Returning to the United States in 1808 he was admitted to the Bar, and in 1811 established at Philadelphia the "American Review of History and Politics", the first American quarterly review. Thereafter he devoted himself entirely to literature. His "Appeal from the Judgment of Great Britain respecting the United States" (1819), an important contribution to the political literature of the era, obtained for him the thanks of the Pennsylvania legislature. The "Appeal" was important also for attacking the anti-American tone of the British periodicals, The Quarterly Review and The Edinburgh Review and for exposing the hypocritical attitude of the British government towards its critique of slavery in America. He founded (1821) and until 1836 edited the Philadelphia "National Gazette", a paper devoted to politics, science, letters, and the fine arts. Lord Jeffrey said of his "Letters on the Genius and Disposition of the French Government": "We must learn to love the Americans when they send us such books as this" ("Edinburgh Review", 1853, 799). He published two volumes of essays, entitled "Didactics", in 1836.

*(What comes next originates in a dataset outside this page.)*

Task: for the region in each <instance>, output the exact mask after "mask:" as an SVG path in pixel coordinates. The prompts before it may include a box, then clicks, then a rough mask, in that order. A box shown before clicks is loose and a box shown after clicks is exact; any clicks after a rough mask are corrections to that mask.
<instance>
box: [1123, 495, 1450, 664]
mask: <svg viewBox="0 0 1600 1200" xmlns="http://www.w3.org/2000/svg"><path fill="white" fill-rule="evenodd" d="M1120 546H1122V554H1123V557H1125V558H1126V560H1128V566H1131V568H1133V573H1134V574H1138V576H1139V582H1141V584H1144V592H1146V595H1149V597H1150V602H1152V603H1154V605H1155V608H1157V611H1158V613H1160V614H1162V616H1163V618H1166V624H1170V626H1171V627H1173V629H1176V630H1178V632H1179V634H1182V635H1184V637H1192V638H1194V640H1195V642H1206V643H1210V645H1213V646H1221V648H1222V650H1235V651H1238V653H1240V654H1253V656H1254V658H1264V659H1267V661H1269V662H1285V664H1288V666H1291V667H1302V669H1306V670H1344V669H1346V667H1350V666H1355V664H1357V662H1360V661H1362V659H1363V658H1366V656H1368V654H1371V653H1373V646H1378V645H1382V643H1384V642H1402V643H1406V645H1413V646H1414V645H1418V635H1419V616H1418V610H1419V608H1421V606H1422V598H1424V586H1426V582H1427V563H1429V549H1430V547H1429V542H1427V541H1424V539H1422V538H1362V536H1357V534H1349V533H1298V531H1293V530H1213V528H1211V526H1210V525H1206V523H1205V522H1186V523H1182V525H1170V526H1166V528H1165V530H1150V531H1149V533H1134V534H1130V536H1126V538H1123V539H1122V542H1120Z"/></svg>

For health reasons, Walsh moved to Paris in 1837. His house was the popular rendezvous of the learned and distinguished men of France. From 1844 to 1851 he was Consul General of the United States in Paris. Walsh remained in Paris until his death. At his death a writer declared him to be "the literary and intrinsical link between Jefferson, Madison and Hamilton and the men of the present day" (1859).